Introduction
One of the primary physicochemical considerations in preparing pharmaceutical
solutions is the solubility of the drug in a suitable solvent. Solubility
may be defined as the maximum concentration of a substance that may
be completely dissolved in a given solvent at a given temperature and pressure.
When both solute and solvent are liquids, the term
miscibility rather than solubility may be used to
describe the affinity between the liquids.
The solubility of a substance may be described in a variety of ways.

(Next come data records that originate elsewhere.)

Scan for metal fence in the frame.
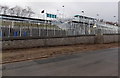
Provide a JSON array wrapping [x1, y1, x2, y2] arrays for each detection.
[[0, 22, 119, 38]]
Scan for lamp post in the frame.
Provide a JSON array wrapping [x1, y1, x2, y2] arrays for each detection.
[[81, 10, 86, 34]]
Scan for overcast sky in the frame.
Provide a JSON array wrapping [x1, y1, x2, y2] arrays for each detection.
[[0, 0, 119, 21]]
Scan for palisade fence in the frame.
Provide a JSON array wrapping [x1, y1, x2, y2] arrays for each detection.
[[0, 19, 119, 38]]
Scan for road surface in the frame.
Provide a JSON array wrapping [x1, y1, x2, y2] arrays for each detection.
[[3, 48, 118, 76]]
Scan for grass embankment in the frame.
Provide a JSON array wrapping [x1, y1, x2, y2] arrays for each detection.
[[2, 43, 118, 63]]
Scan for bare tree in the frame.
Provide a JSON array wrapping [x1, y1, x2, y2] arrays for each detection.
[[8, 8, 15, 16], [13, 6, 22, 16], [0, 5, 35, 17], [0, 6, 8, 15]]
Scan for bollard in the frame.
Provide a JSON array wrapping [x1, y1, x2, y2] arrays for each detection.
[[95, 29, 104, 44]]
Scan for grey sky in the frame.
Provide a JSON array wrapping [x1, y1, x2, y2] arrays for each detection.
[[0, 0, 118, 21]]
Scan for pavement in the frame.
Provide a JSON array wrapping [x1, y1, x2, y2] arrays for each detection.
[[1, 48, 118, 76]]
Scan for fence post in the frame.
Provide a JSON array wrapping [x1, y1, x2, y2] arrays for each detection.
[[95, 29, 104, 44]]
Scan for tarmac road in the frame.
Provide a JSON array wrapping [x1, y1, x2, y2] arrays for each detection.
[[3, 48, 118, 76]]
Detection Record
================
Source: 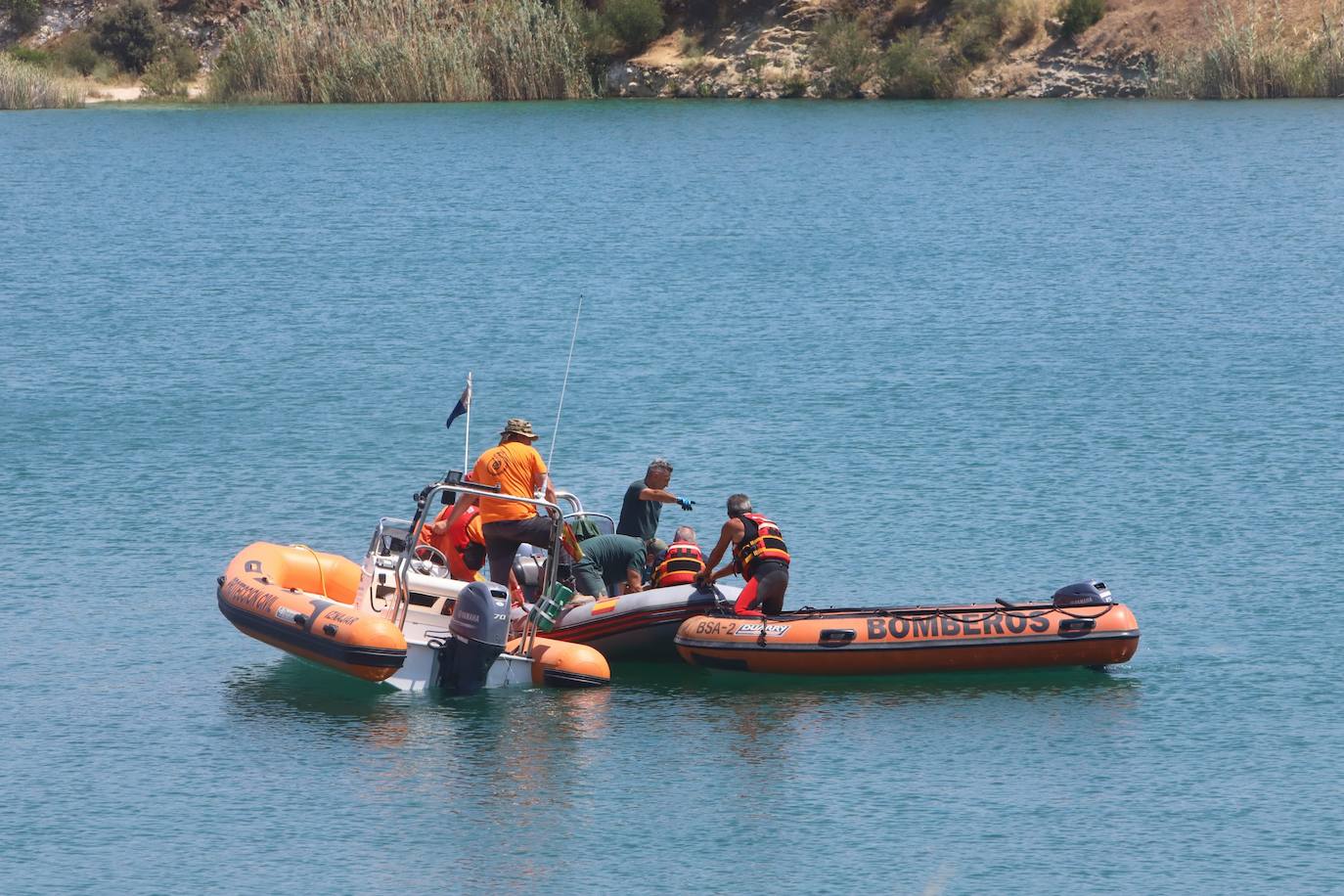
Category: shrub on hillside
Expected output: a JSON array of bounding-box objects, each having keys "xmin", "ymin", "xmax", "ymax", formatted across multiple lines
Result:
[
  {"xmin": 603, "ymin": 0, "xmax": 662, "ymax": 55},
  {"xmin": 140, "ymin": 57, "xmax": 187, "ymax": 97},
  {"xmin": 812, "ymin": 18, "xmax": 877, "ymax": 97},
  {"xmin": 0, "ymin": 53, "xmax": 83, "ymax": 109},
  {"xmin": 162, "ymin": 35, "xmax": 201, "ymax": 79},
  {"xmin": 59, "ymin": 31, "xmax": 102, "ymax": 76},
  {"xmin": 0, "ymin": 0, "xmax": 42, "ymax": 33},
  {"xmin": 208, "ymin": 0, "xmax": 593, "ymax": 102},
  {"xmin": 1059, "ymin": 0, "xmax": 1106, "ymax": 37},
  {"xmin": 5, "ymin": 43, "xmax": 51, "ymax": 68},
  {"xmin": 877, "ymin": 28, "xmax": 960, "ymax": 100},
  {"xmin": 952, "ymin": 0, "xmax": 1013, "ymax": 40},
  {"xmin": 1147, "ymin": 1, "xmax": 1344, "ymax": 100},
  {"xmin": 572, "ymin": 0, "xmax": 622, "ymax": 65},
  {"xmin": 90, "ymin": 0, "xmax": 168, "ymax": 72}
]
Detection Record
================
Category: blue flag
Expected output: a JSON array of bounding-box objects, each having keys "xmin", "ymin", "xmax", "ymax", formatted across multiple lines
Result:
[{"xmin": 443, "ymin": 374, "xmax": 471, "ymax": 429}]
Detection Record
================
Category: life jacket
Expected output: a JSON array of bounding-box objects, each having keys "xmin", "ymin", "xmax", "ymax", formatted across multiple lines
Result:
[
  {"xmin": 448, "ymin": 504, "xmax": 481, "ymax": 554},
  {"xmin": 733, "ymin": 514, "xmax": 789, "ymax": 579},
  {"xmin": 651, "ymin": 541, "xmax": 704, "ymax": 589}
]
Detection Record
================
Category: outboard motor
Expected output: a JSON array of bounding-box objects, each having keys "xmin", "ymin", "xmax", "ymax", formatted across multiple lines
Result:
[
  {"xmin": 438, "ymin": 582, "xmax": 508, "ymax": 694},
  {"xmin": 1053, "ymin": 579, "xmax": 1111, "ymax": 607},
  {"xmin": 514, "ymin": 554, "xmax": 546, "ymax": 604}
]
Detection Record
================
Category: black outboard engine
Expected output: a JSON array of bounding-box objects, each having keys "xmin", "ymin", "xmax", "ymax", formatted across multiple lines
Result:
[
  {"xmin": 1055, "ymin": 579, "xmax": 1111, "ymax": 607},
  {"xmin": 438, "ymin": 582, "xmax": 508, "ymax": 694},
  {"xmin": 514, "ymin": 554, "xmax": 546, "ymax": 604}
]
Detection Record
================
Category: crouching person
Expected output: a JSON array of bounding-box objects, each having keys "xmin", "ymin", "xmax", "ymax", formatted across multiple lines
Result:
[{"xmin": 574, "ymin": 535, "xmax": 658, "ymax": 598}]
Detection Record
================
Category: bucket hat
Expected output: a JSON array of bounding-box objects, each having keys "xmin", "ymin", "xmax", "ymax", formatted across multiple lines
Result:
[{"xmin": 500, "ymin": 417, "xmax": 542, "ymax": 442}]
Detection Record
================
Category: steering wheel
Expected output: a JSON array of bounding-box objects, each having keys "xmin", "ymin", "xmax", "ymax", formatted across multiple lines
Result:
[{"xmin": 411, "ymin": 544, "xmax": 449, "ymax": 579}]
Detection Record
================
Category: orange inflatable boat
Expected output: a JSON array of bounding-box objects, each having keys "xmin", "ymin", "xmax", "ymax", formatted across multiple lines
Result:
[
  {"xmin": 218, "ymin": 541, "xmax": 406, "ymax": 681},
  {"xmin": 676, "ymin": 582, "xmax": 1139, "ymax": 676},
  {"xmin": 218, "ymin": 540, "xmax": 611, "ymax": 694}
]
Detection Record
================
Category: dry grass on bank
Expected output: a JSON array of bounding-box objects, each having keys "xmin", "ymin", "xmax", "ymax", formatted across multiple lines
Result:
[
  {"xmin": 208, "ymin": 0, "xmax": 593, "ymax": 104},
  {"xmin": 1149, "ymin": 0, "xmax": 1344, "ymax": 100},
  {"xmin": 0, "ymin": 54, "xmax": 85, "ymax": 109}
]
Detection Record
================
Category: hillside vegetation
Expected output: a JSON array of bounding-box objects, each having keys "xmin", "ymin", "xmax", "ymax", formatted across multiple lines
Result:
[{"xmin": 0, "ymin": 0, "xmax": 1344, "ymax": 102}]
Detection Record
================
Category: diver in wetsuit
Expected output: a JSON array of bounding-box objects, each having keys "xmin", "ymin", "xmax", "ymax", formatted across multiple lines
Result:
[{"xmin": 694, "ymin": 494, "xmax": 789, "ymax": 616}]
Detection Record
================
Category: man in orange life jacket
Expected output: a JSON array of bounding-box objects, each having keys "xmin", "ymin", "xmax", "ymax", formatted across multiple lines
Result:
[
  {"xmin": 650, "ymin": 525, "xmax": 704, "ymax": 589},
  {"xmin": 694, "ymin": 494, "xmax": 789, "ymax": 616}
]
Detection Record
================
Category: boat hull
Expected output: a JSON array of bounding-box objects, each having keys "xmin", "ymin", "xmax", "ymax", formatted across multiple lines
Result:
[
  {"xmin": 216, "ymin": 541, "xmax": 406, "ymax": 681},
  {"xmin": 546, "ymin": 584, "xmax": 738, "ymax": 659},
  {"xmin": 675, "ymin": 604, "xmax": 1139, "ymax": 676}
]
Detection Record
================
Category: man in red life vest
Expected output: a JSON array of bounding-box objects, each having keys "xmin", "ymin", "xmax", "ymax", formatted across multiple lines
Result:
[
  {"xmin": 650, "ymin": 525, "xmax": 704, "ymax": 589},
  {"xmin": 694, "ymin": 494, "xmax": 789, "ymax": 616}
]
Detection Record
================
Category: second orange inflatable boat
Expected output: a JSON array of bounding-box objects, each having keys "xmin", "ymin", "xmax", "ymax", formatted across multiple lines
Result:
[{"xmin": 676, "ymin": 582, "xmax": 1139, "ymax": 674}]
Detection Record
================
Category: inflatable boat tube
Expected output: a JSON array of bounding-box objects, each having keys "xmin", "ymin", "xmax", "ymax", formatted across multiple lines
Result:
[
  {"xmin": 218, "ymin": 541, "xmax": 406, "ymax": 681},
  {"xmin": 523, "ymin": 638, "xmax": 611, "ymax": 688},
  {"xmin": 547, "ymin": 584, "xmax": 740, "ymax": 659},
  {"xmin": 676, "ymin": 602, "xmax": 1139, "ymax": 676}
]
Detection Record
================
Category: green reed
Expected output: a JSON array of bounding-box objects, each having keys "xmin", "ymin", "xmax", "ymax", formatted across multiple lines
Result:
[
  {"xmin": 1149, "ymin": 0, "xmax": 1344, "ymax": 100},
  {"xmin": 0, "ymin": 53, "xmax": 85, "ymax": 109},
  {"xmin": 208, "ymin": 0, "xmax": 593, "ymax": 102}
]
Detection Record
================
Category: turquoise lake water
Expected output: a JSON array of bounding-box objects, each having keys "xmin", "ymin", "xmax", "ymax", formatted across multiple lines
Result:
[{"xmin": 0, "ymin": 102, "xmax": 1344, "ymax": 893}]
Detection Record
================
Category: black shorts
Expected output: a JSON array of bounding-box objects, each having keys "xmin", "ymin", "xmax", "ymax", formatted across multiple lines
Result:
[{"xmin": 481, "ymin": 515, "xmax": 551, "ymax": 584}]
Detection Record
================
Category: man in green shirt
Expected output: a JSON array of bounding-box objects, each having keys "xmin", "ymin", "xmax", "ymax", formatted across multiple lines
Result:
[
  {"xmin": 615, "ymin": 457, "xmax": 694, "ymax": 540},
  {"xmin": 574, "ymin": 535, "xmax": 667, "ymax": 598}
]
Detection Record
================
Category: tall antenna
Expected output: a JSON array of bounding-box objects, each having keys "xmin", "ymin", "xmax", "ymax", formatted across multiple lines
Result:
[{"xmin": 546, "ymin": 292, "xmax": 583, "ymax": 470}]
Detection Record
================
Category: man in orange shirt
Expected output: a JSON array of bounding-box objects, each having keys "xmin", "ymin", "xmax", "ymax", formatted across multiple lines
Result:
[{"xmin": 445, "ymin": 418, "xmax": 555, "ymax": 586}]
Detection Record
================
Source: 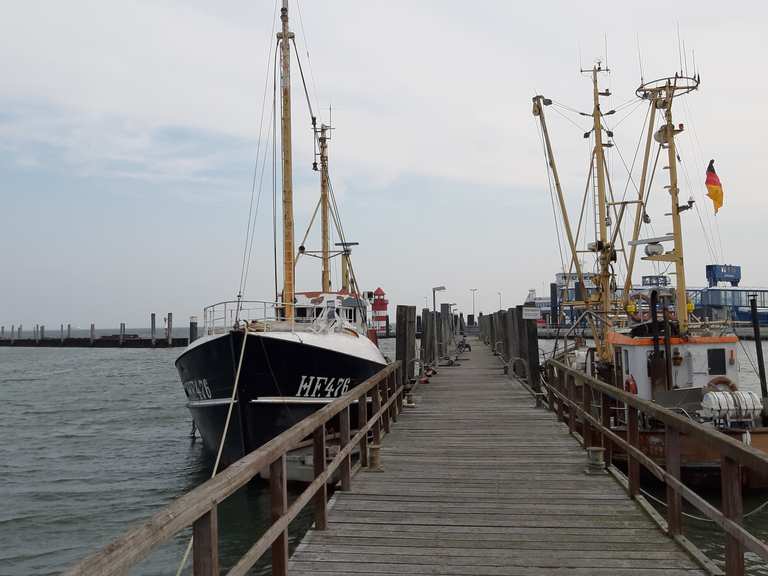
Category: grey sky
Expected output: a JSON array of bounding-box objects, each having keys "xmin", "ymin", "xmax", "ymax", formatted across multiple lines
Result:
[{"xmin": 0, "ymin": 0, "xmax": 768, "ymax": 326}]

The USP/NF generally expresses the solubility in terms of the volume of
solvent required to dissolve 1 gram of the drug at a specified temperature
(eg. 1 g ASA in 300 ml H2O, 5 ml ethanol at 25°C). Other references
may use more subjective terms to describe solubility, such as those given
in the following table from Remington's.
| Descriptive terms |
Parts of solvent needed for 1 part solute |
| Very soluble |
< 1 |
| Freely soluble |
1-10 |
| Soluble |
10-30 |
| Sparingly soluble |
30-100 |
| Slightly soluble |
100-1000 |
| Very slightly soluble |
1000-10,000 |
| Practically insoluble or insoluble |
> 10,000 |
Liquids which form a homogenous system when mixed in any proportion
are said to be miscible (eg. water
and ethanol). Those in which only certain volume ratios produce homogenous
mixtures are said to be miscible in certain proportions
(eg. water and chloroform). Immiscible
liquids will not produce a homogenous solution in any proportions (eg.
water and olive oil).
The aqueous solubility of all drugs is of interest to us, since it is
only in the form of an aqueous solution that a drug can be absorbed into
the general circulation to exert a therapeutic effect.